Irish Water, is investing €7.3 million in the wastewater infrastructure in Rush Co. Dublin and in particular at South Beach, Rush which is one of seven beaches nationally that was rated ‘poor’ in an EPA Bathing Water Quality Report last year. We were unable to achieve agreement with all landowners. To progress the project it is essential for Irish Water to acquire the necessary lands using compulsory purchase orders. For the project to progress, Irish Water is now acquiring some of the land needed to carry out this work using compulsory purchase orders.

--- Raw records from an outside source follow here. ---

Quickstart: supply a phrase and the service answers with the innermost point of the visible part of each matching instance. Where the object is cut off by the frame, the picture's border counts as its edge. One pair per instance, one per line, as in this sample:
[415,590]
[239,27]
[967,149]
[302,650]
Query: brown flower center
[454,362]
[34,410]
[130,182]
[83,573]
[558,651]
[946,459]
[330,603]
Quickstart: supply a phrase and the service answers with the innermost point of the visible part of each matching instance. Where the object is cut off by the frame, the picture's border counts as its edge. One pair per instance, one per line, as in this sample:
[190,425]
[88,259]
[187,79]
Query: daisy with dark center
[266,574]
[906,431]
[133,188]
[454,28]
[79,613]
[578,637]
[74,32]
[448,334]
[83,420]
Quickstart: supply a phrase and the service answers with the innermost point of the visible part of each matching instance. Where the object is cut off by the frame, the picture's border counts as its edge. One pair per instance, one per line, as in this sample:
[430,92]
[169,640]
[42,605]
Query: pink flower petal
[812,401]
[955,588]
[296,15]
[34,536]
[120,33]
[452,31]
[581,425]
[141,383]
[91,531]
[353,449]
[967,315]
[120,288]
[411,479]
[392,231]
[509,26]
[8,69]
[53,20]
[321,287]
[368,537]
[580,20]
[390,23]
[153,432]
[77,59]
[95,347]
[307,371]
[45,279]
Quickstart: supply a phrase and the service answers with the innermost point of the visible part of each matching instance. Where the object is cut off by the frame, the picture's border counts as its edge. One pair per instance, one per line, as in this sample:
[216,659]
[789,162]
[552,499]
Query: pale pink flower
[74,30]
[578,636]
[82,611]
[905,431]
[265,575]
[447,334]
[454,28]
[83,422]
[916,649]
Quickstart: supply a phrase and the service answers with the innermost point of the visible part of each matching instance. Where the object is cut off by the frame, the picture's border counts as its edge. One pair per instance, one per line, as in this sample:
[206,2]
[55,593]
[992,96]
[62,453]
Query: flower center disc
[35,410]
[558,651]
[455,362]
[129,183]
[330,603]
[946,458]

This significant investment will provide a new system to collect and transfer wastewater from existing outfalls and overflows to the foreshore and onwards to the new wastewater treatment plant at Portrane. This investment will significantly improve the bathing water quality at South Beach in Rush.

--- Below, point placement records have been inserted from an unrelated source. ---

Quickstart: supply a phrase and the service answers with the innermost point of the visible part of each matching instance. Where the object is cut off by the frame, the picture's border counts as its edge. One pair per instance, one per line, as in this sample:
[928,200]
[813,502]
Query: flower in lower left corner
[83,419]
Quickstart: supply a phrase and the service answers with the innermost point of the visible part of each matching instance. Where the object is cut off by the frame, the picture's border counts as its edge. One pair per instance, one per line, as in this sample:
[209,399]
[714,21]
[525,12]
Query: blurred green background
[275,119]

To progress this essential project, Irish Water has been liaising closely with residents in the area to acquire wayleaves and land for the construction of the infrastructure needed. As this scheme is vital to ensure that wastewater is collected and transferred to the new wastewater treatment plant in Portrane, Irish Water will now acquire some of the land need to carry out this work using compulsory purchase orders.

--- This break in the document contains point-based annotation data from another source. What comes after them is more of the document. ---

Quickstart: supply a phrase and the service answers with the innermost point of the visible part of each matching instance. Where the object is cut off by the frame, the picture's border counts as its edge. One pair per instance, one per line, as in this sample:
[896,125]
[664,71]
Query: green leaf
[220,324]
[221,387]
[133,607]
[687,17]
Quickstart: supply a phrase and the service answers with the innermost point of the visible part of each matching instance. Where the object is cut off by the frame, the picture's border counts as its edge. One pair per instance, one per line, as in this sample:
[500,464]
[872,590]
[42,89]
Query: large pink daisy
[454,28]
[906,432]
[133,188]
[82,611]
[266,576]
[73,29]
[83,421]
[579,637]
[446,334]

A Contract to begin the project in Rush which involves constructing extensive pipelines and new pumping stations is expected to be awarded shortly with work commencing in quarter three of this year. Construction on the project is expected to take two years to complete.
Commenting on the Rush Wastewater Collection Network scheme Michael Tinsley, Wastewater Capital Programme Lead at Irish Water said “Irish Water is committed to investing in the wastewater treatment infrastructure at South Beach in Rush to provide a cleaner environment for Rush and the wider community . It is a key priority of Irish Water’s to eliminate the discharging of raw sewage directly into the environment and this €7.3 million investment in the wastewater treatment infrastructure will address the issue at South Beach. Negotiations were carried out over the past number of months with landowners to acquire wayleaves and land for the construction of this infrastructure. We were unable to achieve agreement with all landowners. To progress the project it is essential for Irish Water to acquire the necessary lands using compulsory purchase orders. This vital work will address the longstanding problems with the bathing water quality in this area and will benefit the community and the environment”.
Irish Water invested €340 million in improving water and wastewater services in 2014 and over €410 million in improving services during 2015. Irish Water plans to spend €522 million to address the major deficits in Ireland’s drinking water and wastewater quality and capacity and repairing the most critical infrastructure in need of urgent investment in 2016.